Is it the hash lookup or the hlist walk that is expensive? If it's the
hash lookup, then a safer fix would be to do the hash lookup once in
kvm_mmu_get_page() instead of doing it for both the walk and the insertion.
Assuming, that's the case, I'll send a patch. Actually, I'll probably send
a patch no matter what, I've been looking for an excuse to get rid of that
obnoxiously long hash lookup line. :-)
> > > Signed-off-by: Peter Feiner <[email protected]>
> > > Signed-off-by: Jon Cargille <[email protected]>
> > > Reviewed-by: Jim Mattson <[email protected]>
> > >
> > > ---
> > > arch/x86/include/asm/kvm_host.h | 13 ++++++++
> > > arch/x86/kvm/mmu/mmu.c | 55 +++++++++++++++++++--------------
> > > 2 files changed, 45 insertions(+), 23 deletions(-)
> > >
> > > diff --git a/arch/x86/include/asm/kvm_host.h b/arch/x86/include/asm/kvm_host.h
> > > index a239a297be33..9b70d764b626 100644
> > > --- a/arch/x86/include/asm/kvm_host.h
> > > +++ b/arch/x86/include/asm/kvm_host.h
> > > @@ -913,6 +913,19 @@ struct kvm_arch {
> > > struct kvm_page_track_notifier_node mmu_sp_tracker;
> > > struct kvm_page_track_notifier_head track_notifier_head;
> > >
> > > + /*
> > > + * Optimization for avoiding lookups in mmu_page_hash. When there's a
> > > + * single direct root, a shadow page has at most one parent SPTE
> > > + * (non-root SPs have exactly one; the root has none). Thus, if an SPTE
> > > + * is non-present, it can be linked to a newly allocated SP without
> > > + * first checking if the SP already exists.

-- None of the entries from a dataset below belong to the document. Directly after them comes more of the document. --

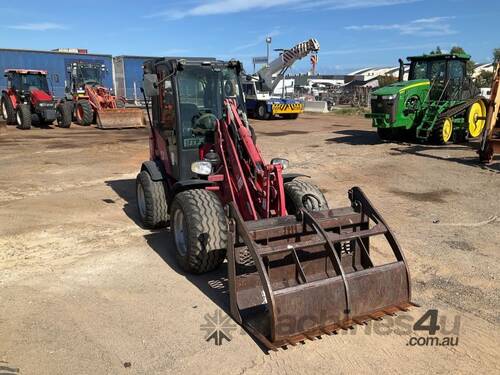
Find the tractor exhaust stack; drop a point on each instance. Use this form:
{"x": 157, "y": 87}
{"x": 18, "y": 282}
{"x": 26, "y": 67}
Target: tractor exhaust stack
{"x": 295, "y": 278}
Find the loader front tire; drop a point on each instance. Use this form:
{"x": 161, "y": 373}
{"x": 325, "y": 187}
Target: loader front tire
{"x": 302, "y": 194}
{"x": 151, "y": 201}
{"x": 23, "y": 116}
{"x": 200, "y": 230}
{"x": 8, "y": 111}
{"x": 84, "y": 113}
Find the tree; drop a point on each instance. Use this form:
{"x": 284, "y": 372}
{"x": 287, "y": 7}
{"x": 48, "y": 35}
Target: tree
{"x": 385, "y": 80}
{"x": 471, "y": 64}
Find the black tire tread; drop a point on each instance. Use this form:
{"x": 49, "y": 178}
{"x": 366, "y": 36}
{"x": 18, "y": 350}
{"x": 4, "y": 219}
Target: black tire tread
{"x": 294, "y": 192}
{"x": 155, "y": 201}
{"x": 11, "y": 112}
{"x": 205, "y": 217}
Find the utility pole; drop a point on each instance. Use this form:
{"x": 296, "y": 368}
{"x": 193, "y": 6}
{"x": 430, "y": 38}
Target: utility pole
{"x": 268, "y": 42}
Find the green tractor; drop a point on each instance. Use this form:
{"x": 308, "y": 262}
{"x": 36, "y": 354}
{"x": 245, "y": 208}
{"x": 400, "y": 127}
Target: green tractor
{"x": 438, "y": 103}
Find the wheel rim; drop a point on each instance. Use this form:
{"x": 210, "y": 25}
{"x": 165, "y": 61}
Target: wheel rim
{"x": 79, "y": 112}
{"x": 476, "y": 125}
{"x": 180, "y": 235}
{"x": 141, "y": 201}
{"x": 4, "y": 110}
{"x": 447, "y": 129}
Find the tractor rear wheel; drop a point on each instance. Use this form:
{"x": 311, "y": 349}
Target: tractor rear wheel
{"x": 302, "y": 194}
{"x": 151, "y": 201}
{"x": 200, "y": 230}
{"x": 84, "y": 113}
{"x": 262, "y": 113}
{"x": 443, "y": 131}
{"x": 23, "y": 116}
{"x": 8, "y": 111}
{"x": 64, "y": 114}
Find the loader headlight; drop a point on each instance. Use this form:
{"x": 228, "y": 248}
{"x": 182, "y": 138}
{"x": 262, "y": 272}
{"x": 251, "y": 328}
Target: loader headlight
{"x": 283, "y": 162}
{"x": 203, "y": 168}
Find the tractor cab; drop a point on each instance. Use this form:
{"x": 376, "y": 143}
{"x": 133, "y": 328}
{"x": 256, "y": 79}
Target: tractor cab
{"x": 86, "y": 73}
{"x": 188, "y": 100}
{"x": 27, "y": 82}
{"x": 447, "y": 74}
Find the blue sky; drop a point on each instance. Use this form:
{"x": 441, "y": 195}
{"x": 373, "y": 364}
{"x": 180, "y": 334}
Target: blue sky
{"x": 352, "y": 33}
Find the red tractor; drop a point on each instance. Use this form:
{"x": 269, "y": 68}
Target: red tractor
{"x": 295, "y": 268}
{"x": 94, "y": 103}
{"x": 28, "y": 100}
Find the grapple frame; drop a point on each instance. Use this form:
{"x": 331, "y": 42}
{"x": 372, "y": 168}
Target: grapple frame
{"x": 297, "y": 277}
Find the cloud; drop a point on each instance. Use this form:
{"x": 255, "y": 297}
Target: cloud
{"x": 258, "y": 41}
{"x": 433, "y": 26}
{"x": 216, "y": 7}
{"x": 410, "y": 47}
{"x": 43, "y": 26}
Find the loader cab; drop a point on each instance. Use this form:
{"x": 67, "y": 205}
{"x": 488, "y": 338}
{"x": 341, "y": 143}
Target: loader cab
{"x": 24, "y": 82}
{"x": 85, "y": 73}
{"x": 188, "y": 104}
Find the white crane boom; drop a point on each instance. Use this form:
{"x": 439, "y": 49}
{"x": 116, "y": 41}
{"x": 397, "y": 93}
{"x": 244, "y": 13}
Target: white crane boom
{"x": 284, "y": 61}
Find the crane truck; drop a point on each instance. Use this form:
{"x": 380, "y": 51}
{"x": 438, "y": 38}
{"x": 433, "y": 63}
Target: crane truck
{"x": 259, "y": 89}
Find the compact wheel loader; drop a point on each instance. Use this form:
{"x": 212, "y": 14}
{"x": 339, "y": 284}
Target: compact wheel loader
{"x": 296, "y": 269}
{"x": 94, "y": 103}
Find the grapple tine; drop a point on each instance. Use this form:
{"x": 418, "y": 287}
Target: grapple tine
{"x": 312, "y": 274}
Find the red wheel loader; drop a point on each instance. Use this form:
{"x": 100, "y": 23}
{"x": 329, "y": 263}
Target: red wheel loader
{"x": 28, "y": 100}
{"x": 296, "y": 269}
{"x": 94, "y": 103}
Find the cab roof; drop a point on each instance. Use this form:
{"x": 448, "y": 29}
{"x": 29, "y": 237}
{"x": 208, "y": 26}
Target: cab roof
{"x": 440, "y": 56}
{"x": 26, "y": 71}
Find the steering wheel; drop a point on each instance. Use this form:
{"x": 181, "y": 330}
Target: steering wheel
{"x": 204, "y": 123}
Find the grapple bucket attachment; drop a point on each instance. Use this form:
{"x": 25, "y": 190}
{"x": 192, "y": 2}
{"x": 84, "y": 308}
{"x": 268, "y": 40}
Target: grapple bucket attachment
{"x": 297, "y": 277}
{"x": 120, "y": 118}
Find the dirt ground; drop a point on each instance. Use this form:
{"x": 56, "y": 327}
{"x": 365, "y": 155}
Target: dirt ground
{"x": 85, "y": 290}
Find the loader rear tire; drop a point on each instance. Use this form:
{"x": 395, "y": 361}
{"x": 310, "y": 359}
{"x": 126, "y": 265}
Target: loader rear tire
{"x": 64, "y": 114}
{"x": 84, "y": 113}
{"x": 302, "y": 194}
{"x": 8, "y": 111}
{"x": 23, "y": 116}
{"x": 200, "y": 230}
{"x": 151, "y": 201}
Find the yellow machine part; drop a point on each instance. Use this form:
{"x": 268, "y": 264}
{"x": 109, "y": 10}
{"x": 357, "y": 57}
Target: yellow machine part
{"x": 447, "y": 129}
{"x": 120, "y": 118}
{"x": 476, "y": 118}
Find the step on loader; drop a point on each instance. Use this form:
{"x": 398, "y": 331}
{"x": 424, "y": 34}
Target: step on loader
{"x": 94, "y": 103}
{"x": 296, "y": 269}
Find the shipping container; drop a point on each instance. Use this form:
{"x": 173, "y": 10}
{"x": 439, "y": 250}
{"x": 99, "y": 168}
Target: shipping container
{"x": 55, "y": 63}
{"x": 128, "y": 75}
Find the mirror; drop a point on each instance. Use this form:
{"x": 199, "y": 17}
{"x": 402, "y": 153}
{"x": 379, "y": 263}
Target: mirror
{"x": 150, "y": 84}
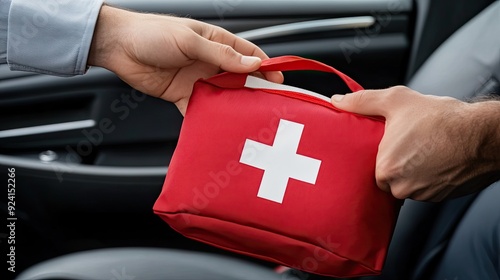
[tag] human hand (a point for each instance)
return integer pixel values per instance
(433, 147)
(163, 56)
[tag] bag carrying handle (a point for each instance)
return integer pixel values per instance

I'm pretty sure this will break due to the "zap oldest shadow page"
behavior of make_mmu_pages_available() and mmu_shrink_scan(). In that case,
KVM can zap a parent SP and leave a dangling child. If/when the zapped
parent SP is rebuilt, it should find and relink the temporarily orphaned
child. I believe the error will not actively manifest since the new,
duplicate SP will be added to the front of the hlist, i.e. the newest entry
will always be observed first. But, it will "leak" the child and all its
children, at least until they get zapped in turn.

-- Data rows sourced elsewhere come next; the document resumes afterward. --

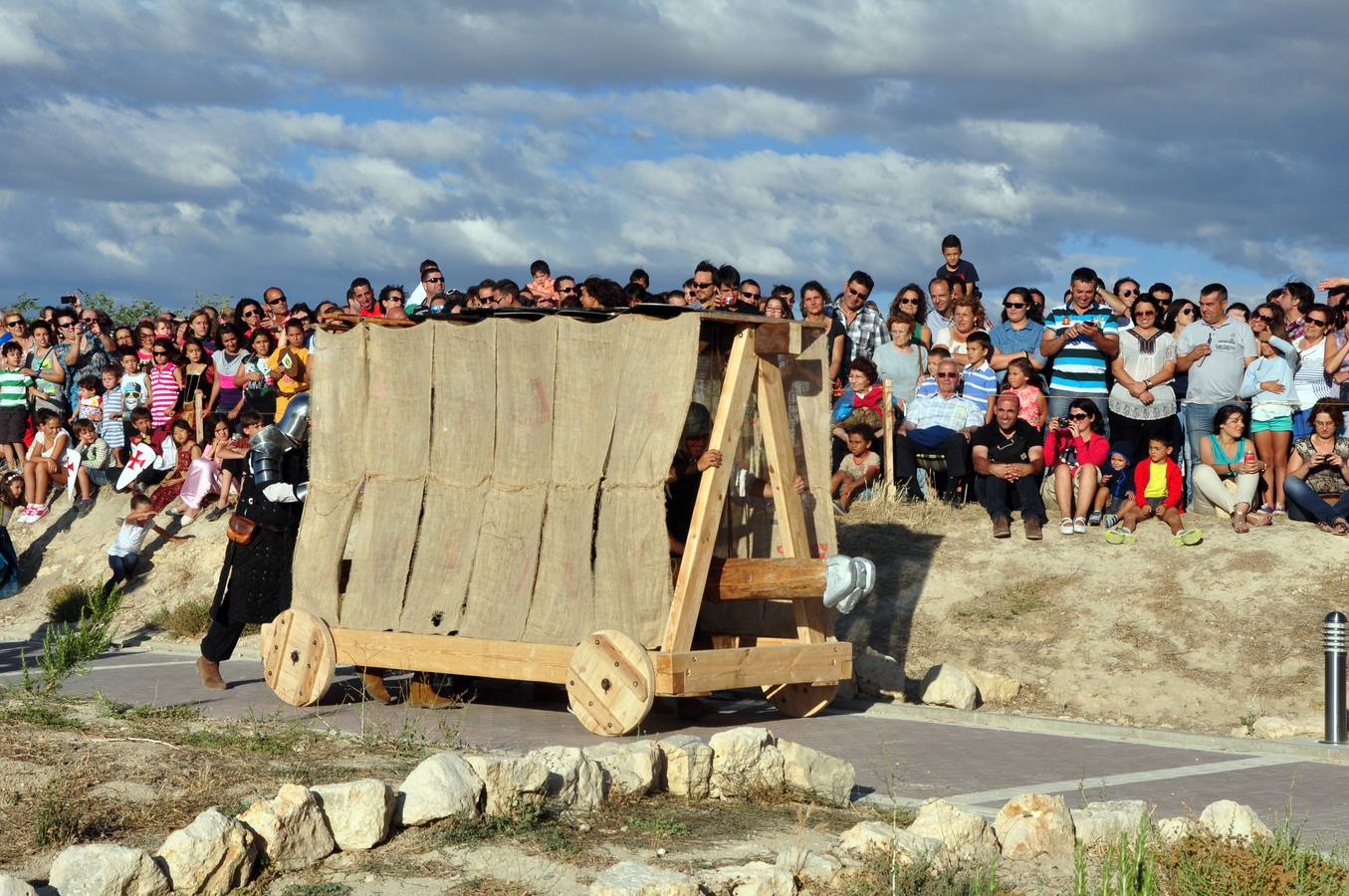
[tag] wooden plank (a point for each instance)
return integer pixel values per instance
(711, 496)
(811, 618)
(765, 579)
(753, 667)
(479, 657)
(888, 416)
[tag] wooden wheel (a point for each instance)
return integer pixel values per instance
(299, 657)
(610, 683)
(800, 701)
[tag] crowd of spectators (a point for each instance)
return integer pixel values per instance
(1110, 406)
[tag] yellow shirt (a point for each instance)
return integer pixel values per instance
(1156, 486)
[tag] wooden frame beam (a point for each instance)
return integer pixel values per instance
(711, 496)
(452, 655)
(726, 668)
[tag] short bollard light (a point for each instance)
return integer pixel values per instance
(1334, 638)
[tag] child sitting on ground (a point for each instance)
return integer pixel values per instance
(858, 469)
(124, 553)
(927, 386)
(95, 463)
(45, 466)
(1025, 383)
(1116, 485)
(1158, 489)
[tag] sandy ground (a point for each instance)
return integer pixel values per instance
(1152, 634)
(1147, 634)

Hitting the above is probably extremely rare in the current code base.
Presumably the make_mmu_pages_available() path is rarely hit, and the
mmu_shrink_scan() path is basically broken (it zaps at most a single page
after reporting to the scanner that it can potentially free thousands of
pages; I'm working on a series).
One thought would be to zap the entire family tree when zapping a shadow
page for a direct MMU. Then the above assumption would hold. I think
that would be ok/safe-ish? It definitely would have "interesting" side
effects.
Actually, there's another case that would break, though it's contrived and
silly. If a VM is configured to have vCPUs with different physical address
widths (yay KVM) and caused KVM to use both 4-level and 5-level EPT, then
the "single direct root" rule above would be violated.
If we do get agressive and zap all children (or if my analysis is wrong),
and prevent the mixed level insansity, then a simpler approach would be to
skip the lookup if the MMU is direct. I.e. no need for the per-VM toggle.
Direct vs. indirect MMUs are guaranteed to have different roles and so the
direct MMU's pages can't be reused/shared.
On Mon, Jun 22, 2020 at 11:53:48PM -0700, Sean Christopherson wrote:
> If we do get agressive and zap all children (or if my analysis is wrong),
> and prevent the mixed level insansity, then a simpler approach would be to
> skip the lookup if the MMU is direct. I.e. no need for the per-VM toggle.
> Direct vs. indirect MMUs are guaranteed to have different roles and so the
> direct MMU's pages can't be reused/shared.
Clarification on the above. Direct and not-guaranteed-to-be-direct MMUs for
a given VM are guaranteed to have different roles, even for nested NPT vs.
NPT, as nested MMUs will have role.guest_mode=1.